第1章 初メ×ノ×始メ
村の周りで魔獣狩りをしだした私達45人は、日を追うごとに強くなった。
あれから数年が過ぎ、ちらほらとあの日旅立って行った姉様達が帰還し始めていた。
「お帰りなさい!」
「お、ニーナか! 随分見違える程に成長したな。 元気だったか?」
「はい!」
「エッダはまだ帰ってきてないそうだな…まあ、あいつは強いからなかなかお気に召すのが見つからないのかもな」
「そうかも…しれないですね。 あの! 姉様のお腹には……」
「ああ、いるよ。 本当にあの男は強かった。 また戦って、次は殺してやりたいよ。 あっはっはっは!」
姉様はそう言ったが、お腹を撫でる時の表情は穏やかなものだった。
「相応しい相手を見つける事が出来たのですね!」
「ああ! しかしお行儀良くしているのは辛かったな〜。外の世界ではこんな風に話せないからな。 常に品のある女を演じなければならん。 あんたも気をつけなよ、下手したら相手に逃げられるから」
「気をつけます」
「……本当にあのニーナか?結構雰囲気変わったよな。 良い女に成長したんだな」
「へへへっ」
姉様に褒められるのは照れくさいものだ。
確かに、数年前の様に肉!芋!と叫んでいた自分とは違う。
変わったのは、変わらざるを得なかったからだ。
男は艶やかで品があり、かつ博識な女を好むと教わった。
強さだけでは子孫を残せない。

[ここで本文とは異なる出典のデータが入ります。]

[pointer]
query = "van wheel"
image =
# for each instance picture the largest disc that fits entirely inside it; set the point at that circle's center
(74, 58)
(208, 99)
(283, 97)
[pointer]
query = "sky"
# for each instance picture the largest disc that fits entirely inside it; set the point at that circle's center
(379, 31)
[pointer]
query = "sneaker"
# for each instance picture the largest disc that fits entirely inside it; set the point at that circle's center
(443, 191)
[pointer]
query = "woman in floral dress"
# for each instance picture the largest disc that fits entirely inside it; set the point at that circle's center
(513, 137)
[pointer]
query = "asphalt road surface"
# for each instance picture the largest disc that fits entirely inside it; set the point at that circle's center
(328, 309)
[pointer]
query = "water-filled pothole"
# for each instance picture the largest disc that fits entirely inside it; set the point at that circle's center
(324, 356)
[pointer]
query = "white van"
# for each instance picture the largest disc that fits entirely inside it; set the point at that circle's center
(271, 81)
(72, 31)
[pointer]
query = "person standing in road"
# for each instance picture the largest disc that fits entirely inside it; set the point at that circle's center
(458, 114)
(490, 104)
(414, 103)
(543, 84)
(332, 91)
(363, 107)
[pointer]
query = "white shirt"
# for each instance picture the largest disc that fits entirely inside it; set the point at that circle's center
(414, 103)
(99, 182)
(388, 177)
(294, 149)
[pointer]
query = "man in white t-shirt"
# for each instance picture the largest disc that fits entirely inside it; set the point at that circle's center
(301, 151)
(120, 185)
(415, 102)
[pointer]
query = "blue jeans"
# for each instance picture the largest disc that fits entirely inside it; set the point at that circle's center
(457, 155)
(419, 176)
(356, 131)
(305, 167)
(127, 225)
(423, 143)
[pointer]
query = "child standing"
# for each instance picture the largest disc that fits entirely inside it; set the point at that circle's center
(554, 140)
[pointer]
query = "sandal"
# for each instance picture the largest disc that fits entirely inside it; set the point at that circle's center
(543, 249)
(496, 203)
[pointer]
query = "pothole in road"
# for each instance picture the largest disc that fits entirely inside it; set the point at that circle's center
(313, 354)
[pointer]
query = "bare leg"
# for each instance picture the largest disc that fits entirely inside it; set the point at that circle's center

才色兼備でなければならない。
生まれ変わった自分を見て欲しくて、姉様達の帰還を知るたびにエッダ姉様ではないかと期待している。
しかし、その姉様は未だ帰らない。
私は妙齢に達し、今日この村を発つというのに。
数年前と同じように、婆様は村の入り口で私達に語りかけていた。
周りには、私達の新たな門出を祝いに母様や妹達があつまっている。
「___最後まで強く! 逞しいアマゾネスであれ!」
「「「「はっ!!」」」」
皆の声援を背にしてひとり、またひとり姿を消していく。
「私らも行こうか」
「あら、ジェン、私とセラを待ってたの?」
「そんなんじゃないわよ!? 次いつ会えるか分からないから、あなた達が寂しいだろうと思って途中まで一緒に行ってあげようとおもっただけよ」
前は言葉使いが荒かったジェンだが、何とか矯正できていた。